Tuesday, 19 April 2016
Plaza Grand Ballroom (The Condado Hilton Plaza)
Subtropical potential vorticity (PV) streamers are elongated filaments of high PV air that can serve as conduits for tropical-extratropical air mass exchange. These PV streamers often originate from anticyclonic Rossby wave breaking (AWB), where upstream low PV is advected poleward over downstream high PV air at the tropopause. This evolution results in an elongated, positively tilted PV streamer that also represents a distinct upper-tropospheric trough.
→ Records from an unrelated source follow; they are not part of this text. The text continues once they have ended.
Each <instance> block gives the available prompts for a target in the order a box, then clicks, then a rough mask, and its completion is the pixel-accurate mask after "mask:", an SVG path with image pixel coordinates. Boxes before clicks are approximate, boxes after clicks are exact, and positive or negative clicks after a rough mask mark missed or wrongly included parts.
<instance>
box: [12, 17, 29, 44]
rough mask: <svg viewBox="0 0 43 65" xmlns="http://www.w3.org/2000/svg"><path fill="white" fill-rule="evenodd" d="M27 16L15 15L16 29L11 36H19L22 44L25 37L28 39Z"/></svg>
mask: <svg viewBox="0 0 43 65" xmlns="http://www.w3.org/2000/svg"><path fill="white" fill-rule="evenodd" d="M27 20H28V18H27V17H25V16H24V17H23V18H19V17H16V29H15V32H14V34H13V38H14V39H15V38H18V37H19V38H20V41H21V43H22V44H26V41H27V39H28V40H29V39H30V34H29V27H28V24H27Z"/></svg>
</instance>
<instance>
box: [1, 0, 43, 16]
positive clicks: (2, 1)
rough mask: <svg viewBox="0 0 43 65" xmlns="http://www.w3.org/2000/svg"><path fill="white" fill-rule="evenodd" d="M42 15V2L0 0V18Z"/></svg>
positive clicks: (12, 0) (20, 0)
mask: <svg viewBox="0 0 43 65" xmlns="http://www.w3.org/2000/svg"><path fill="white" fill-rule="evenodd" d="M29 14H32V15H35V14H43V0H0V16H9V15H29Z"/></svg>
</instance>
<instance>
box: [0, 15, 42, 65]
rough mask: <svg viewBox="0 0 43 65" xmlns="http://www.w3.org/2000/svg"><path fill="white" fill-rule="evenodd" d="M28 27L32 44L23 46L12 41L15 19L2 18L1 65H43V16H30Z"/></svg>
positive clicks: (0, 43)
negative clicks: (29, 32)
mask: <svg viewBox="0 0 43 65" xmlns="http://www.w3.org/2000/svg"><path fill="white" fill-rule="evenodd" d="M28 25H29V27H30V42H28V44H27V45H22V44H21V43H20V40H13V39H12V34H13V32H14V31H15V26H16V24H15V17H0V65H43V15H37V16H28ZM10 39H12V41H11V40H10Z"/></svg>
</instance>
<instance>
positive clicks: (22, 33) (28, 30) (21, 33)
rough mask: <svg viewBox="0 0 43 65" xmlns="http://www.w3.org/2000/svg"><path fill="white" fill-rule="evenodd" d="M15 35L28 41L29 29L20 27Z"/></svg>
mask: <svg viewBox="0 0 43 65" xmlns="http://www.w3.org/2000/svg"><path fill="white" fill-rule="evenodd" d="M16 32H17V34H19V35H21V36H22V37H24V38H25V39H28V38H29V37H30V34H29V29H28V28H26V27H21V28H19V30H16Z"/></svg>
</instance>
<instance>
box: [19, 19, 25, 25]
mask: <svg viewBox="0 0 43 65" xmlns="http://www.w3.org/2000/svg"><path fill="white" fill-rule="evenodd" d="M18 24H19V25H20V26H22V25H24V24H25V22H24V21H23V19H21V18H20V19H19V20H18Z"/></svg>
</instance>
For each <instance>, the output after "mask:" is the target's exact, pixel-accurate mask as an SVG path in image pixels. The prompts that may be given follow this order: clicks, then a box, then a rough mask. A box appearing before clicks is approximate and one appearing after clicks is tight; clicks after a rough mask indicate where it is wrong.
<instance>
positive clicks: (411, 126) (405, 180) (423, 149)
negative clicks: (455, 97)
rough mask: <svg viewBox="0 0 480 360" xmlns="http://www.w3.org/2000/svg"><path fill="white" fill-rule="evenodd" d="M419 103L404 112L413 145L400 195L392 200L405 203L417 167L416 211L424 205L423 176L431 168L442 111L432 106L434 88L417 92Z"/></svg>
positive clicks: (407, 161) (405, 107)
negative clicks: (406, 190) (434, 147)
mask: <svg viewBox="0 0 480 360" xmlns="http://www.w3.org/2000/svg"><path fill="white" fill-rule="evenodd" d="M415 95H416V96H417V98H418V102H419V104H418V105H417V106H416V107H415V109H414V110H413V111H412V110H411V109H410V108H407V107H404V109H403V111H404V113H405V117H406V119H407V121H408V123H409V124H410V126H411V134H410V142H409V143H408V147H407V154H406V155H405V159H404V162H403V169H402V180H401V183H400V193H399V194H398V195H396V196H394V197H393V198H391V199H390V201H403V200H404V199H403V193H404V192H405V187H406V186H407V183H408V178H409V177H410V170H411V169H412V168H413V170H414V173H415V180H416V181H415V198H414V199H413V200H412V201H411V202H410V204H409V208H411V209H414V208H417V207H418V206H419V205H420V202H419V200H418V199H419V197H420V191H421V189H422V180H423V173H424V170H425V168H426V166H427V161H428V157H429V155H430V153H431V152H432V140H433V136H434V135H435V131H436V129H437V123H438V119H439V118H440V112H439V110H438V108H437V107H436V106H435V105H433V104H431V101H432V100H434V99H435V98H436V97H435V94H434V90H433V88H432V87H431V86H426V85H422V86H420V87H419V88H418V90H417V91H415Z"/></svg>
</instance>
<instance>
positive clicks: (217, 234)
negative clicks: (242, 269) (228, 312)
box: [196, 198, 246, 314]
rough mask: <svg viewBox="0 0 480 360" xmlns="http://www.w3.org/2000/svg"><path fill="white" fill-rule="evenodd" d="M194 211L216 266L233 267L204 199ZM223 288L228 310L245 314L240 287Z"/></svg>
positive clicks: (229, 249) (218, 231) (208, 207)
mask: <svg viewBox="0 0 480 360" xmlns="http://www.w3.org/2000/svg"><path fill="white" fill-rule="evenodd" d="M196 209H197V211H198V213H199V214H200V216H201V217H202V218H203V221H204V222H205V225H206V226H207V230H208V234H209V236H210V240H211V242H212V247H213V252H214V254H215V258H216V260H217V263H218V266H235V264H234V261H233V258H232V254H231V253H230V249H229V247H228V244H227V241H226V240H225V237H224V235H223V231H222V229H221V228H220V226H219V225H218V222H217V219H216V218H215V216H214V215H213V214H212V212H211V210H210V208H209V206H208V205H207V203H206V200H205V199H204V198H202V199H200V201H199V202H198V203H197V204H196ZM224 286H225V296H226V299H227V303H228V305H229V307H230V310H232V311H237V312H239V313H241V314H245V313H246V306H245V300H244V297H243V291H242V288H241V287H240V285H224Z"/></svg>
Frequent occurrence of PV streamer formation in conjunction with AWB contributes to the climatologically observed mid-ocean trough (MOT) in the subtropical North Atlantic (NATL) basin, where MOTs govern climatological corridors of high vertical wind shear, low upper-tropospheric thickness, and moisture dipoles in the NATL basin. These environmental factors are known to influence both frequency and pathway of tropical cyclogenesis (TCG) in the NATL basin. As a consequence, this study aims to understand how differences in PV streamer characteristics impact the environment of the NATL basin and subsequently how these variations in seasonal PV streamer characteristics impact changes in climatological TCG pathways. PV streamers are identified from combining prior methodologies in order to link meridional gradient reversals in 350 K PV (defining AWB) to elongated filaments of high PV (defining the PV streamer) using Climate Forecast System Reanalysis data. The top and bottom 20% of the cumulative intensity distribution of PV streamers will be identified. Composite differences of these two sets of cases will be constructed to evaluate how the surrounding environment varies depending on PV intensity. Finally, PV streamer cases will be integrated over the TC season to illustrate how PV streamer frequency relates to the number of baroclinic and nonbaroclinic TCs that occur in a season.